Também fundador do HUB Verde e membro da Comissão de Direito Ambiental
da Ordem dos Advogados do Brasil (OAB), o advogado disse que a intenção
dos autores do PL é transformar a área num grande canteiro de soja e
pinus. “Não falamos nem em redução, e sim mutilação. É tirar 70% de uma
região em que os diferentes pedaços de terra dialogam entre si, têm suas
peculiaridades e riquezas. Todos com quem conversamos se convencem de
que por trás desse projeto existem interesses escusos, egoístas e
gananciosos”, comentou.
Debate
Diante de tantas opiniões divergentes, Traiano se comprometeu a
“esgotar o debate”, ouvindo todos os segmentos, e assegurou que a
mensagem não será votada em 2017. O texto segue em análise na Comissão
de Ecologia, Meio Ambiente e Proteção aos Animais da Casa, sem previsão
de ir a plenário. “Acho normal a participação de todos, colocarem-se
contrários a matérias que venham a mexer com o meio ambiente e outras
decisões que possam afetar a economia do Estado, segmentos produtivos...
A Casa aqui é aberta para discussão. Vejo com bons olhos, não me
posiciono contra. Agora, é uma coisa muito técnica. E, portanto, acho
que o aval de quem realmente tem bagagem e conhecimento é que vai
preponderar numa decisão futura”.
O tucano falou que assistiu ao vídeo e que não tem nada a contestar.
“Também recebi aqui na Casa um movimento de ambientalistas que vieram
trazer documentos. Recebi, encaminhei à Comissão e dei a informação de
que nós pedimos ao Conselho Estadual da APA que se manifeste (…) Eu
apareço no clipe sim, até porque, na forma como eu fui questionado, dava
a impressão de algo que estava sendo induzido a uma questão de ordem
pessoal e eu me posicionei”, completou. Ele negou, ainda, que tenha se
arrependido de assinar a matéria. “Pelo contrário. Em nada na vida me
arrependo. Prefiro errar convicto muitas vezes do que ficar indeciso
naquilo que for fazer. A minha função é de mediador. Vou fazer isso, no
sentido de conduzir uma boa decisão sobre o assunto”.

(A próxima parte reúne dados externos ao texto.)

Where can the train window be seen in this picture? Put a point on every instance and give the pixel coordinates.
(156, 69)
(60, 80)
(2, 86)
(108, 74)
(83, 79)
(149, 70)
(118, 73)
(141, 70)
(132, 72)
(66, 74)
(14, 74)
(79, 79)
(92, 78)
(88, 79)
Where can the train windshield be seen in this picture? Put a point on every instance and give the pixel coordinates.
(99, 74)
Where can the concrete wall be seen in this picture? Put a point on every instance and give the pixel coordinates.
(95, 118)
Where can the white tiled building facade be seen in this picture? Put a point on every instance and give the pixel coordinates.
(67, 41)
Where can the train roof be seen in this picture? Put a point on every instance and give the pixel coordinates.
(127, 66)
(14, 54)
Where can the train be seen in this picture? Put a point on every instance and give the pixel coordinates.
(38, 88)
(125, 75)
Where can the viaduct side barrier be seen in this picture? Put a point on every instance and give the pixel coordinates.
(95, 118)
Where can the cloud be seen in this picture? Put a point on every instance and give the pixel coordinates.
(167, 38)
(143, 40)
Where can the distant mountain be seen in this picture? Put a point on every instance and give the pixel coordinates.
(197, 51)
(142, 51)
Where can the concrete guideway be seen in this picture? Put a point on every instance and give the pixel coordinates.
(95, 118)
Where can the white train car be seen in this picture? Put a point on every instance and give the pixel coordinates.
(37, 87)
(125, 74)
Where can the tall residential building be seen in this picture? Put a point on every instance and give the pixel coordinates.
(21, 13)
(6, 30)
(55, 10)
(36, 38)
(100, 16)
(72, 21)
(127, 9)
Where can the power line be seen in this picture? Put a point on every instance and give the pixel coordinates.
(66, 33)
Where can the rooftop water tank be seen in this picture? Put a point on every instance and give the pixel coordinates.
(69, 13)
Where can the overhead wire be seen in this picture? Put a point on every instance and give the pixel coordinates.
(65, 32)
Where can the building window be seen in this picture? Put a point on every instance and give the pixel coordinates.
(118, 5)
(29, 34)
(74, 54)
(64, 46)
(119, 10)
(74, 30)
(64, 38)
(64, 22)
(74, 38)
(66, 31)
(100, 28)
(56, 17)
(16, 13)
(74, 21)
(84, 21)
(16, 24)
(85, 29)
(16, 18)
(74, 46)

Mesmo com o adiamento da votação do projeto, Aristides Athayde reiterou
que a mobilização continua. Até agora, quase 100 mil e-mails foram
enviados pela sociedade aos deputados por meio do
site www.osultimoscamposgerais.com.br, pedindo a rejeição da matéria.

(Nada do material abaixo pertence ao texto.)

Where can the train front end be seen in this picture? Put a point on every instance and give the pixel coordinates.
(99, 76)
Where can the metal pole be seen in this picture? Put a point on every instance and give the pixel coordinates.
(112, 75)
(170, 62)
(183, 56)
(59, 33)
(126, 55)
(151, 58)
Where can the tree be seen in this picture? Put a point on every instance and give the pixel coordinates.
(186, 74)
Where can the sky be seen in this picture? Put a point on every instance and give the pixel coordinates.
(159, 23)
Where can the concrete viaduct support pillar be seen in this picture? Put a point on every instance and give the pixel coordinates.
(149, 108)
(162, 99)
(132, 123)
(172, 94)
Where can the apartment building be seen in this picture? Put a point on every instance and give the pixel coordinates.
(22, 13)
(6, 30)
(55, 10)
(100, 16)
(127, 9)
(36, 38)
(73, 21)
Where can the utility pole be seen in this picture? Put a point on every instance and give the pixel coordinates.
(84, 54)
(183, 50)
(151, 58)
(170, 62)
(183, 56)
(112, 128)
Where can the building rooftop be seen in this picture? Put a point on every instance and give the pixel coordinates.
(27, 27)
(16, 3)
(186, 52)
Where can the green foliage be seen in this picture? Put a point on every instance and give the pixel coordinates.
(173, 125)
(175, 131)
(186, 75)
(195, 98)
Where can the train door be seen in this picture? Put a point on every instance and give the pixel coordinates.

“As questões ambientais não vão mais passar despercebidas. Chamamos a
atenção da sociedade, graças ao esforço voluntário de artistas e
ambientalistas, e conseguimos tocar fundo na alma do paranaense”,
comemorou.
Artistas envolvidos
O narrador do curta “Pare. Preste Atenção!” é Luís Melo, atualmente no
ar com a novela “O outro lado do paraíso”, na TV Globo. O trabalho conta
com a participação de Du Gomide, produtor da canção, O Vagabundo Nato,
Marano, Lucas Ajuz, Dow Raiz, os instrumentistas Galeno de Castro
(percussão) e Renan Henche (baixo), Bernardo Bravo, Dow Raiz, Gus Benke,
Karla Keiko, Laís Mann, Lucas Lepca, Nathalia Picoli, Rodolpho Grani,
Rodrigo Lemos, Thais Morell, Ticho Looper, Tuyo, Veronica Rodrigues e
Uyara Torrente.
Também participaram Leo Fressato, Ana Larousse, Daniel Dach, Galeno de
Castro, Juliana Zaniolo, Kelly Eshima, Lucas Ajuz, Ravi Brasileiro,
Renaclo Filho, Rimon Guimarães, Vivian Reinmann e Tim Kenny. Henrique
Paulo Schmidlin e o montanhista e ativista ambiental conhecido como
“Vitamina". A mixagem e masterização da música são assinadas por Fred
Teixeira. Fábio Farina fez a pré-produção. Há ainda uma versão com
legendas em português e tradução para libras feita por Fernanda Bruni e
colaboração de André Gomides e Gabriel Teixeira.